カラス天狗と石蛇女の冷酷な嘲笑の中で、暴力と屈辱にさらされ、鼬はただ苦しみの中でもがくことしかできなかった。


路地裏の暗がりで、鼬は無気力に壁にもたれかかっていた。血と汗が混じり合い、彼の顔には深い疲労の影が浮かんでいた。

「ちくしょう、妖怪にも人間にも勝てねぇ……せめてもう一度やり直す力を……!」

 神に向かって愚痴を零す鼬……だがそんな彼に、話しかける女が居た。

「もしもーし、そこの負け組あやかし君。人生一発大逆転に興味はないかい?」

「だ、誰だ!?」

 権能は切り売りしたが、それでも人間への擬態は完璧なはずだ。

 同族であっても気付かれるはずがない……そう油断していた鼬は、あやかしであることを突かれ思わず飛び退いた。

 冷静に考えれば、その自信があるなら驚かない方が正解だっただろう。

 ただの喧嘩に負けた哀れな人間にしか見えないのだから。

 だが驚いてしまった、虚を突かれてしまった。……負け組であることを認めてしまった。
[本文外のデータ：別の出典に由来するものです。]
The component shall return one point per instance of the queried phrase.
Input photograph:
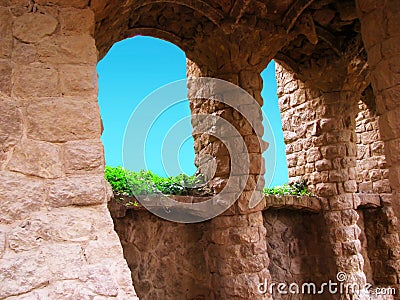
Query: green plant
(299, 188)
(129, 183)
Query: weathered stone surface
(35, 81)
(23, 273)
(10, 124)
(145, 252)
(5, 79)
(23, 54)
(5, 32)
(67, 3)
(59, 120)
(77, 21)
(77, 190)
(2, 243)
(33, 27)
(77, 49)
(83, 156)
(21, 195)
(37, 158)
(78, 81)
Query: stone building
(338, 73)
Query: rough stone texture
(40, 159)
(372, 172)
(56, 234)
(299, 249)
(380, 245)
(31, 28)
(52, 192)
(167, 259)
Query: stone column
(56, 234)
(381, 36)
(335, 180)
(237, 255)
(380, 23)
(319, 130)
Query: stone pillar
(381, 36)
(319, 130)
(237, 256)
(335, 180)
(380, 24)
(56, 234)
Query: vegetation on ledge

 狼狽する鼬に、女はにっこりと笑みを浮かべながら、九本の尻尾を見せる。

「お、お前……いや、あなた様は」

 スッと尻尾を引っ込めると、女は鼬に告げる。

「逆転の目はそこらに転がっている……拾うか拾わないかはあんた次第……一夜の勝ちを得るか、人生の勝ちを得るか……さて、君はどっちを選ぶ?」

 この人に着いて行けば……このどん底人生から逆転出来るかも知れない。

「あなた様に着いて行けば、逆転出来るんだよな?」

「おや、後がないと言うのに保証が欲しいのか……それとも背中を押して欲しいのか。甘ったれた奴だな」

 図星を突かれ、手を振り上げようとする鼬であったが……自制すると片膝を付く。

「あなた様に着いていきます。俺は鼬、よろしくお願い致します」

「それでいい、着いて来い」

 鼬にそう告げると、女はくるりと背中を向け歩きだす。

 慌てて追いかける鼬……こうして、彼は最後の道を踏み外した。

 自らの足で、自らの意思で。

 その一歩一歩が彼を運命の淵へと導くことを、この時の鼬はまだ知らなかった。